To read/write files to Object Storage, use `ocifs` : 
* github.com/oracle/ocifs
* docs: https://docs.oracle.com/en-us/iaas/tools/ocifs-sdk/latest/unix-operations.html 

In [None]:
#!pip install oracle-ads --upgrade

In [1]:
import ads 
from ads.common.auth import default_signer
import pandas as pd 
import fsspec
from ocifs import OCIFileSystem

# Using resource principal auth method: 
print(ads.__version__)
ads.set_auth(auth="resource_principal")

2.8.8


In [5]:
# object storage bucket + data 
# this bucket is publicly available 
bucket = "hosted-ds-datasets"
namespace = "bigdatadatasciencelarge"

In [8]:
!oci os object list --bucket-name {bucket} --namespace {namespace}

ServiceError:
{
    "client_version": "Oracle-PythonSDK/2.110.2, Oracle-PythonCLI/3.31.1",
    "code": "BucketNotFound",
    "logging_tips": "Please run the OCI CLI command using --debug flag to find more debug information.",
    "message": "Either the bucket named 'hosted-ds-datasets' does not exist in the namespace 'bigdatadatasciencelarge' or you are not authorized to access it",
    "opc-request-id": "fra-1:ZewZrFZQO0ZbOY29ZDJyuio-6ceCTAt_fHfUvZe1ora68c4CnYchC6ST33sckLBx",
    "operation_name": "list_objects",
    "request_endpoint": "GET https://objectstorage.eu-frankfurt-1.oraclecloud.com/n/bigdatadatasciencelarge/b/hosted-ds-datasets/o",
    "status": 404,
    "target_service": "object_storage",
    "timestamp": "2023-08-23T10:33:08.654656+00:00",
    "troubleshooting_tips": "See [https://docs.oracle.com/iaas/Content/API/References/apierrors.htm] for more information about resolving this error.

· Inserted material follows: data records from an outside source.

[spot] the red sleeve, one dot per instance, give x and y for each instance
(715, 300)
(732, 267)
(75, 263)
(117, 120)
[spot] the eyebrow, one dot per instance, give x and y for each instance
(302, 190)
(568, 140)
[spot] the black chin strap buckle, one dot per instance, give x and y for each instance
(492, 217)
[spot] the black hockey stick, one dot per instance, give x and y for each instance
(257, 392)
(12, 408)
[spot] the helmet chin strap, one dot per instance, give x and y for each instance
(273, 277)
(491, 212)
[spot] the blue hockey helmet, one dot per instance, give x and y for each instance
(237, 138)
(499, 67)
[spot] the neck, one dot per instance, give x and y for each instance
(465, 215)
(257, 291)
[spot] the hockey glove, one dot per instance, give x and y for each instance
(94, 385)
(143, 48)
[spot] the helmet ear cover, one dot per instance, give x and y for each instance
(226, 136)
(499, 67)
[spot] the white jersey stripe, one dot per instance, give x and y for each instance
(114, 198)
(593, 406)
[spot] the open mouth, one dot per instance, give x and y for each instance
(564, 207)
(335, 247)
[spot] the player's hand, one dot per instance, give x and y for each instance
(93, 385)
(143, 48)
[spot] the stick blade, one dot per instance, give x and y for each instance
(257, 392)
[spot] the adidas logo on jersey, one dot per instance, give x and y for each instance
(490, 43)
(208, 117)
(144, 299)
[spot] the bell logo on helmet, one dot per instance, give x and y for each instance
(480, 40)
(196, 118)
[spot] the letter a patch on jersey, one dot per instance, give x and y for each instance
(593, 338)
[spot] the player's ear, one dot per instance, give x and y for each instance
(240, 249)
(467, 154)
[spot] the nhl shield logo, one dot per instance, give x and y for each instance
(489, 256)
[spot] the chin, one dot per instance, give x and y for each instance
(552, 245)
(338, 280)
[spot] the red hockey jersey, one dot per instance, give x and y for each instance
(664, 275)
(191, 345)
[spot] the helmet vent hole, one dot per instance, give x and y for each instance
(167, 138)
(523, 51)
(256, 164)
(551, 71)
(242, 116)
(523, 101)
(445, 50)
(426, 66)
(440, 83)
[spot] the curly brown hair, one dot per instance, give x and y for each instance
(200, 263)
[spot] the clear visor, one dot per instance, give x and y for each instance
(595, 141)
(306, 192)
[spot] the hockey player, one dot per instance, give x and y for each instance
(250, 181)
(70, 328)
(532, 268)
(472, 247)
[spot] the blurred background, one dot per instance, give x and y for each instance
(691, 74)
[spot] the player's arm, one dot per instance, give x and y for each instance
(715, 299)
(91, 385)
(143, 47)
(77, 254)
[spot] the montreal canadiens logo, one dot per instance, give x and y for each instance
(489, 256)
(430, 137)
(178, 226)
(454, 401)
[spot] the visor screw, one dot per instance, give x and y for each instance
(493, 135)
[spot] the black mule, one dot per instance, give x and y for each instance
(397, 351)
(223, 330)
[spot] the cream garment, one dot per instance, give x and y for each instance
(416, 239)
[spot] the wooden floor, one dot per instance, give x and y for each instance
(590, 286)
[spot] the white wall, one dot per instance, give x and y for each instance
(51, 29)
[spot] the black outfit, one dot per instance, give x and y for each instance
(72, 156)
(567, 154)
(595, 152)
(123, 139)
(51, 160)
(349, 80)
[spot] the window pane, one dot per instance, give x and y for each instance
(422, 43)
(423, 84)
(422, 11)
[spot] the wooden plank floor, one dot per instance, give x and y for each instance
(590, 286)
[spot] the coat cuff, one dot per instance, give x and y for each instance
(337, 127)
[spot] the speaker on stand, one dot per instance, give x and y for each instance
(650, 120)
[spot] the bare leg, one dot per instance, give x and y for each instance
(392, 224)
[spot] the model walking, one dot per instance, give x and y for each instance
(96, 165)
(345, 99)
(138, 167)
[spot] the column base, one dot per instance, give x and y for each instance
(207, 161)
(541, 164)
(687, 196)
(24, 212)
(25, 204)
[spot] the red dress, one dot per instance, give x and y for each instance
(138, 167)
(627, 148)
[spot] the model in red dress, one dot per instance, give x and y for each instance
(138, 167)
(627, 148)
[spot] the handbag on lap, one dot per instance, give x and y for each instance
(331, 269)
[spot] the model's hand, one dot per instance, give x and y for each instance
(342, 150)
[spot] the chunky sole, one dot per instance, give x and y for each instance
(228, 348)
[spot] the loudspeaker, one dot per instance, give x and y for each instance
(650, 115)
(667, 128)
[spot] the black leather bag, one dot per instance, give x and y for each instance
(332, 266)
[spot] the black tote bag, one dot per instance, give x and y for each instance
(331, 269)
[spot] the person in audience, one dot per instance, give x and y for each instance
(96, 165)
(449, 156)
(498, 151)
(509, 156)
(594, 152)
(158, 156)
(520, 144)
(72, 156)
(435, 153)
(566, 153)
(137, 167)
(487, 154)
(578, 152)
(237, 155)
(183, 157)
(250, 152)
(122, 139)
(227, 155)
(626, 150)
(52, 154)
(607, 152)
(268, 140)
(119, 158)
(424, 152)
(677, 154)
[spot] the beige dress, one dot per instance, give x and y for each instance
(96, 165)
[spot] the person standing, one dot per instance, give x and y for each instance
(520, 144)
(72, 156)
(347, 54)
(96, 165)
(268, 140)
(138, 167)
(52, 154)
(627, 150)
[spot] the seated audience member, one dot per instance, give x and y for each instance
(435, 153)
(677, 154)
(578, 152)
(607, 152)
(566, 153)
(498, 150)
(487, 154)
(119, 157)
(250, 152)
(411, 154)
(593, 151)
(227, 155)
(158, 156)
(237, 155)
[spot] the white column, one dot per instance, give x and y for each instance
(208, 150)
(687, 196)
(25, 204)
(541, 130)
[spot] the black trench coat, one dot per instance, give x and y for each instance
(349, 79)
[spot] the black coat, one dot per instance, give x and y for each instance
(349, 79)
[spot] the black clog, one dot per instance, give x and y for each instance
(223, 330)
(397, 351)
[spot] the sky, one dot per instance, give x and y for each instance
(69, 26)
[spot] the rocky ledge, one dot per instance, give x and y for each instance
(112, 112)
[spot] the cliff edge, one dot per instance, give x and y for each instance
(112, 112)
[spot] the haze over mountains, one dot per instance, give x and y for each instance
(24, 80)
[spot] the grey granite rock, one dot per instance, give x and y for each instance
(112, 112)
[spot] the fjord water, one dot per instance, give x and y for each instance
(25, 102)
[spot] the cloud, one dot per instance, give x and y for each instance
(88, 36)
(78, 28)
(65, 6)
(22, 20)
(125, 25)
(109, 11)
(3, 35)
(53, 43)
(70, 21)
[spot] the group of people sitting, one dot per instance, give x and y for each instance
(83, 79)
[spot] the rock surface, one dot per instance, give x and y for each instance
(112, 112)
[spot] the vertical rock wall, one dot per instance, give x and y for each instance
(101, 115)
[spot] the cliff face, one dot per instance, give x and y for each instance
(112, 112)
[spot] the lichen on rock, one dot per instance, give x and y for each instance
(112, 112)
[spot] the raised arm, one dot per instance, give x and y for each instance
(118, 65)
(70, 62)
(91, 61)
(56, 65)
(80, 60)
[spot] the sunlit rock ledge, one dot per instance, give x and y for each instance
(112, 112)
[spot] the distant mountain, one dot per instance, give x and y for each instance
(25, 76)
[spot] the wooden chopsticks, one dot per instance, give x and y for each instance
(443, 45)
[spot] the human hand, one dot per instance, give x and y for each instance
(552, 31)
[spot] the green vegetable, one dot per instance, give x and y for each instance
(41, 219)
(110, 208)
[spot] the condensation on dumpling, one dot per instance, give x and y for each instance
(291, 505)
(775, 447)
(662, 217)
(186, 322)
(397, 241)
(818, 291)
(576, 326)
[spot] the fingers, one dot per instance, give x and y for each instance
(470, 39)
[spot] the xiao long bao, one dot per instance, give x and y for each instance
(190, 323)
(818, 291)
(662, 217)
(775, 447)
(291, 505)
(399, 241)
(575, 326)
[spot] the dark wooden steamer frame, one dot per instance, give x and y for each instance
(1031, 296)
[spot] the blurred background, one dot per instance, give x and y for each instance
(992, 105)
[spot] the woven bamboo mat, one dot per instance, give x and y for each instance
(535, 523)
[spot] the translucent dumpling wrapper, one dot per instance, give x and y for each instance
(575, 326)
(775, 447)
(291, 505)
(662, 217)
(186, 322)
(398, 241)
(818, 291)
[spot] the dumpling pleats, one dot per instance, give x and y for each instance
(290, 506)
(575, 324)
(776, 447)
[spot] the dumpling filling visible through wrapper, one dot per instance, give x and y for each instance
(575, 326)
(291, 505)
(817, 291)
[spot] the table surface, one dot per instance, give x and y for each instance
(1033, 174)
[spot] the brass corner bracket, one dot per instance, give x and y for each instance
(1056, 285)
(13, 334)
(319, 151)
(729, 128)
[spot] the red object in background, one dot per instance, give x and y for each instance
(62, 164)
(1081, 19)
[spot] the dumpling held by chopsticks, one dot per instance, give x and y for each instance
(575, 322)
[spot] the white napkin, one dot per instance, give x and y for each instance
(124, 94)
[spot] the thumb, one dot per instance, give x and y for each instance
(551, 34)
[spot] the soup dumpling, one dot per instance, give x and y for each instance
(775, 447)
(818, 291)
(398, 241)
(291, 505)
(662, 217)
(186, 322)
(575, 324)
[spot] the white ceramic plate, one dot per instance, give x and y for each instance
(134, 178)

If you are unable to resolve this issue, run this CLI command with --debug option and

# Single Large File

In [3]:
# ~ 440 MB, 14M rows. 
large_files = ["nyc_tlc/2009/01/data.parquet"] # NYC Taxi dataset 

In [None]:
# using the `pyarrow` engine. You can also use `fastparquet`. 
for f in large_files: 
    df = pd.read_parquet(f"oci://{bucket}@{namespace}/{f}", 
                     storage_options=default_signer(),
                     engine="pyarrow")
    print(f"file {f}")
    print(df.head())
    print(f"size {df.shape}")

# Multiple Large Files

In [None]:
from oci.auth.signers import get_resource_principals_signer

In [None]:
# Using resource principal for authn. 
fs = OCIFileSystem(signer=get_resource_principals_signer())

In [None]:
# This is a small sample of the overall NYC Taxi dataset. There are 4 files in total, each of size ~ 450MB. 
relevant_files = fs.ls(f"{bucket}@{namespace}/nyc_tlc/2009/")

In [None]:
%%time 
# this operation takes about 50 secs: 
df = pd.concat((pd.read_parquet(f"oci://{f}/data.parquet", storage_options=default_signer(), engine="pyarrow") for f in relevant_files), 
               ignore_index=True)

In [None]:
# ~ 56M rows 
df.shape

## Write Parquet Files to Object Storage: 

In [None]:
%%time 

# Writing the dataframe as a parquet file to Object Storage. 
# Insert the name of your bucket and namespace you want to write parquet. 
# this operation takes about 2 mins
your_bucket = ""
your_namespace = ""

df.to_parquet(f"oci://{your_bucket}@{your_namespace}/taxi-data.parquet", 
                     storage_options=default_signer())